Understand winemaking in 7 steps
Wine-making is an art that dates back thousands of years. While winemakers use various techniques to ensure their wine is unique, some essential steps are common to all of them. What are they?
1. Harvesting the grapes
It all starts in the vineyard. There are thousands of different grape varieties around the world. Each one has its own characteristics and grows in a very specific climate. Growers can use one or several varieties to make their wine. Most of the aromas in a wine come from these grape varieties (aroma, flavour, taste, texture, etc.).
Grapes are picked during the harvest, which usually happens in late summer or early autumn. Once the grapes have been harvested – by hand or using special machines – the winemaker begins a process that turns the grapes into wine: and that is winemaking.
2. Pressing, to obtain the grape juice
Once the grapes have been transported to the cellar, they are sorted. Traditionally, the grapes were crushed using a technique known as foot treading, with people stamping down on them inside huge tanks. Gladly, modern practices are more hygienic. The grapes are pressed inside machines to extract the juice. When the pressing stage is over, the grape juice is left in contact with solid matter (skin, pips, etc.) and known as must.
3. Maceration, to develop tannins
Once the must has been obtained, the methods begin to differ. In white wine production, the winemaker immediately separates the grape juice from the solid residue. The idea is to limit the tannin content and prevent the wine from taking on colour. It is fermented straight away.

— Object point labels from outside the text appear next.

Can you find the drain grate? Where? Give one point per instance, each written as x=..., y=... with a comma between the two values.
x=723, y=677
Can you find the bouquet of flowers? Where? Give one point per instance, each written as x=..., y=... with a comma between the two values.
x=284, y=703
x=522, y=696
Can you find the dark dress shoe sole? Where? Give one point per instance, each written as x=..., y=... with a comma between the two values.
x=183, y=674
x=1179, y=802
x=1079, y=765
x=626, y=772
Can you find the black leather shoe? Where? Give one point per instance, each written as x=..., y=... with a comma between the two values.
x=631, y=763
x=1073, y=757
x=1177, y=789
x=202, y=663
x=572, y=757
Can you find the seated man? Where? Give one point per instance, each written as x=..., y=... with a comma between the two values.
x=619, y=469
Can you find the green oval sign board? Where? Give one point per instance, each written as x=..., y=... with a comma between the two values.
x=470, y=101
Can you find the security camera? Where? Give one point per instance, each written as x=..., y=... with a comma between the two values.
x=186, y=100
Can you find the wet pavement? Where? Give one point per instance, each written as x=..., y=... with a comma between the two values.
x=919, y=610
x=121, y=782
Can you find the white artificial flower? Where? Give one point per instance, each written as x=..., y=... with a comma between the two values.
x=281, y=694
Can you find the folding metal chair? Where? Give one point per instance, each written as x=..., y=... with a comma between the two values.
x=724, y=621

However, there is an intermediate stage for red, rosé and orange wines, and that is maceration. Here, the juice is left in contact with the solid matter (stalks, seeds, pulp, etc.) so that the colour, aromas and tannins can develop further. For reds, this step may range from a few days to a few weeks for fuller-bodied wines. For rosés, it usually lasts a few hours.
Did you know?
Juice for white wine can be macerated, but only for a brief time and at a low temperature. If it macerates long enough, white wine then becomes “orange” wine (also known as macerated white wine).
4. Alcoholic fermentation
To separate the solid residue from the juice, the winegrower begins a process known as settling.Once the juice has been clarified, the essential stage known as fermentation begins, which is when the sugar in the juice is transformed into alcohol. Alcoholic fermentation can occur in two ways:
- With wild (or indigenous) yeasts, which are microscopic fungi found naturally on the grapes.
- With yeasts added by the winemaker. These kill the wild yeasts (which can be unpredictable) but provide consistency and allow the winemaker to predict the result.
The fermentation process is complete when no more sugar is left to feed the yeasts. Depending on the wine, this operation can last several days to several weeks (usually two or three). Then comes racking: when the wine is transferred into a container and left to mature.
5. Maturing a wine to allow it to develop
Maturation involves leaving the wine alone so it can become even better. During this period, it will oxygenate slightly, which softens its tannins or develops new flavours (spicy, woody, fruity, etc.). This maturation stage is generally carried out in stainless steel tanks or oak barrels.
The wine is clarified during the maturation stage. The final residue (dead yeast cells, tannins, proteins) will be eliminated:
- Through natural sedimentation, falling to the bottom of the container
- Through fining, which involves adding a substance to the wine to trap and eliminate particles in suspension.
The stages in the vinification process are carried out separately for each grape variety. However, some wines are blends of several grape varieties, to compensate for insufficient ripeness or to gain in complexity. Before the wine bottling process begins, wine made with different grape varieties is blended together.
Once the wine has been clarified and/or blended, the winemaker can decide to age it further in their own cellars, or to release it for sale. In that case, it is then bottled and closed with a cork stopper or capsule.